Business confidence rose 8 points in February to +13 index points, building on a sharp rise in January after a sharp drop in December. Confidence rose in all industries and most states, but fell in WA and Tasmania.
“Confidence continued to improve in February as the threat to the economy from the Omicron outbreak receded,” Oster said. “That said, the month’s survey was largely completed before the invasion of Ukraine, so we’ll have to wait and see the extent of the conflict’s impact on confidence.”
Futures orders improved by 4 points to +9 index points, and capital expenditure also strengthened by 5 points to +8 index points. Capacity utilization increased slightly from 81.7% to 82.5%, largely due to retail trade.
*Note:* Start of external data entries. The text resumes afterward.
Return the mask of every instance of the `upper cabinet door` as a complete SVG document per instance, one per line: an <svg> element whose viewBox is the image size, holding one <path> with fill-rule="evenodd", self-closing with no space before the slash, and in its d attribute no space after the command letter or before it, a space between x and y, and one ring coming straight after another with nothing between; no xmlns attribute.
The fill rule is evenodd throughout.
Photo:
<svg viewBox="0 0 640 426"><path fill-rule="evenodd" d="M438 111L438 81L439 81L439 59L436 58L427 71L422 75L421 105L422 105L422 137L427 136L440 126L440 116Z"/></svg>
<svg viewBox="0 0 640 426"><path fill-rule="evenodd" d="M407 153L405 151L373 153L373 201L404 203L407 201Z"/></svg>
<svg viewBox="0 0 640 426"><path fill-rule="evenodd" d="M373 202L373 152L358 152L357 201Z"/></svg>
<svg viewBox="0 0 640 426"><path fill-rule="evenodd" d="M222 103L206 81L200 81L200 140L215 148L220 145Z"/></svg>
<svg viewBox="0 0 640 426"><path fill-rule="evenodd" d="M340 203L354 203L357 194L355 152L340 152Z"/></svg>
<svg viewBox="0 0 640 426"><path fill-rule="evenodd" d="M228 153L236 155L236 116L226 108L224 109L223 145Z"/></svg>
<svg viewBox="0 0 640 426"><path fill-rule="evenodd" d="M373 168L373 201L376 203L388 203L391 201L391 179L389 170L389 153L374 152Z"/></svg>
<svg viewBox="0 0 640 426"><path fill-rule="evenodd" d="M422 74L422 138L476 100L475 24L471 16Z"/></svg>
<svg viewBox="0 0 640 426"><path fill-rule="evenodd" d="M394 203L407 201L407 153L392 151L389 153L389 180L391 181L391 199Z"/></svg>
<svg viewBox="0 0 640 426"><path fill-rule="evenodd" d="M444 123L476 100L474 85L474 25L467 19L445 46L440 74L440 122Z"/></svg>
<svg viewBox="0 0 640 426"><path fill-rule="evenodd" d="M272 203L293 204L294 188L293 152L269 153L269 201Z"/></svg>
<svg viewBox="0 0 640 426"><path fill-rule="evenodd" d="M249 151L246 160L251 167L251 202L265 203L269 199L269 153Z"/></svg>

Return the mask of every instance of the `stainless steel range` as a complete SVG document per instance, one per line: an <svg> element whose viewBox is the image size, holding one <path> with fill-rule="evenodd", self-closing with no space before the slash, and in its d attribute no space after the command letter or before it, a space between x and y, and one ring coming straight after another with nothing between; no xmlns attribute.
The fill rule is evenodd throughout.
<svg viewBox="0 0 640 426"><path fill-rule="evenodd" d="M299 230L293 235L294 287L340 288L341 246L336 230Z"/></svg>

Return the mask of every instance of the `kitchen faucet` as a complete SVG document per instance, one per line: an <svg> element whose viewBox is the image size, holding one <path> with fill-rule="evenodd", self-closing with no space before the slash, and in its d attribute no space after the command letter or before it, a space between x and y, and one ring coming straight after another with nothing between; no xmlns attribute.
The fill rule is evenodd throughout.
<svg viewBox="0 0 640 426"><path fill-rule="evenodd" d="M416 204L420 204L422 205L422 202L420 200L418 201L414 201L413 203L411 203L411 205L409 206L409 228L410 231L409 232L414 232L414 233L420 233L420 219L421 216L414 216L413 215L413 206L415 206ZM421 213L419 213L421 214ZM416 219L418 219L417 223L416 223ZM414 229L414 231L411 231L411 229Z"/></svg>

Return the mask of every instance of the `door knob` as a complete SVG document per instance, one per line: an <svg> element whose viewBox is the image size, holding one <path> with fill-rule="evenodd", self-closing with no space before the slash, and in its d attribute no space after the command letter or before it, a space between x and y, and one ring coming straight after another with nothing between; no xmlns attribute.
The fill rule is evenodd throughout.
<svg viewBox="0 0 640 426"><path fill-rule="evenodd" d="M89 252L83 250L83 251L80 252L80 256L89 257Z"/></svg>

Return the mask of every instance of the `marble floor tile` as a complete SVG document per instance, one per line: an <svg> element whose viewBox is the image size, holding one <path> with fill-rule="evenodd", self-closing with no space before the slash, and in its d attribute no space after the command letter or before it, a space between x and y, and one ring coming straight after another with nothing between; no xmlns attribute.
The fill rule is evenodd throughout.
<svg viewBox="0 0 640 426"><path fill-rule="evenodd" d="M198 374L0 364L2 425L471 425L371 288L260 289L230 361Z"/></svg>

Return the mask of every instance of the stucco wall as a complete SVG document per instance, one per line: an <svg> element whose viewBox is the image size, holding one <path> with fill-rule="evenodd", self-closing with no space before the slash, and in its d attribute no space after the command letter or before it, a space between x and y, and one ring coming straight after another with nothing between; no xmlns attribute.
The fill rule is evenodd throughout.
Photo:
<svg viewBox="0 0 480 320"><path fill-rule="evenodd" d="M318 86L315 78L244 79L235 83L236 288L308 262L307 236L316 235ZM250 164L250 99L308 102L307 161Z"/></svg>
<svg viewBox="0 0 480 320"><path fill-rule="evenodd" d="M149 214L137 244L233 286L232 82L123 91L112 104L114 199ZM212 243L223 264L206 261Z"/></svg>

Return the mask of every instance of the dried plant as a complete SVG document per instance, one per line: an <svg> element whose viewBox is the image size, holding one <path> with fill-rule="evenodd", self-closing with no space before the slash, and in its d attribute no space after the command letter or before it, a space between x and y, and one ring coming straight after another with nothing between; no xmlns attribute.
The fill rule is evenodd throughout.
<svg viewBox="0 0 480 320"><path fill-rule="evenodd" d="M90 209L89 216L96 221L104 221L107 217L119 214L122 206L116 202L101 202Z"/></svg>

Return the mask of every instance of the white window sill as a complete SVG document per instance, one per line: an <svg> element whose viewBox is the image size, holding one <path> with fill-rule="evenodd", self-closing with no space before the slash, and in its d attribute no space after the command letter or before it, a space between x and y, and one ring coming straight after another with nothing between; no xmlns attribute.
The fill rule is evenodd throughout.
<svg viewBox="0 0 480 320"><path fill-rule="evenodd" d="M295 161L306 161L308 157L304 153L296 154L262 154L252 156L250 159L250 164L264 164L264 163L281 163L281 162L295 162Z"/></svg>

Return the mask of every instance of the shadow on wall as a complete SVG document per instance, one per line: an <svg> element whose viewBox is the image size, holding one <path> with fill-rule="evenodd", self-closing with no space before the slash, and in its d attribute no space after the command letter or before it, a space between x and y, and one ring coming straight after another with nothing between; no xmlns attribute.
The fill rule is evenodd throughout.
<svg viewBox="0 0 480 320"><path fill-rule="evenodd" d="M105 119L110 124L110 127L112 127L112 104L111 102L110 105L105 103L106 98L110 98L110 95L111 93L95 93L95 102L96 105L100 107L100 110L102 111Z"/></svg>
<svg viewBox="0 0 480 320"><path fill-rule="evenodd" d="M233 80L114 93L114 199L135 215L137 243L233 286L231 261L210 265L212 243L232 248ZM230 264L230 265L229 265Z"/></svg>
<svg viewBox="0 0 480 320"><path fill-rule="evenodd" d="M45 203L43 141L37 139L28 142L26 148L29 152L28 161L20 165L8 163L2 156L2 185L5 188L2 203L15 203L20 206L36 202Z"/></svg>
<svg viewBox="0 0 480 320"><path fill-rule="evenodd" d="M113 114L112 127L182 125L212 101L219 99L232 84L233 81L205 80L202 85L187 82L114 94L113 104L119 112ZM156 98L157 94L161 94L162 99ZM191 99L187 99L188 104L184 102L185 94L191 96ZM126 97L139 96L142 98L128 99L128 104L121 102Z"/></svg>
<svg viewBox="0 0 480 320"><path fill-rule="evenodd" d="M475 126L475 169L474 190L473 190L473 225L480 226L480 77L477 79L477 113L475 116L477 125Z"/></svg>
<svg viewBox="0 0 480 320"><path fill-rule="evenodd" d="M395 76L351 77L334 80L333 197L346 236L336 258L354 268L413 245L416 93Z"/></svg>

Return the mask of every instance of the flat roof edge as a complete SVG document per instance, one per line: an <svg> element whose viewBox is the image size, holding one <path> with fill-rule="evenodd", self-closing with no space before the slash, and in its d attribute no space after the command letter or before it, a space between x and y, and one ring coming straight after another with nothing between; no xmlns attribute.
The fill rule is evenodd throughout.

Growth in purchasing costs was 2.7% in quarterly terms. Labor cost growth and finished product price growth were stable but remain high. Retail price inflation strengthened to 2.1% in quarterly terms, returning to highs seen at the end of 2021.
“Procurement cost growth slowed somewhat in February, but remains at historically high levels, reflecting current supply chain challenges – and these issues could be further exacerbated by events in Ukraine and the sanctions against Russia,” Oster said.
“Retail price growth strengthened in February, now above 2% in quarterly terms, suggesting businesses are passing on higher costs to consumers,” Oster said. “Although the survey price measures differ from the official measures in important ways, the results suggest that another quarter of strong inflation is likely when the March quarter CPI is released next month,” Mr. Oster.
“Overall, the February survey shows the economy quickly getting back on track as the Omicron wave recedes,” Oster said. “The outlook is quite strong, with supply disruptions and cost pressures now the main challenge facing businesses.”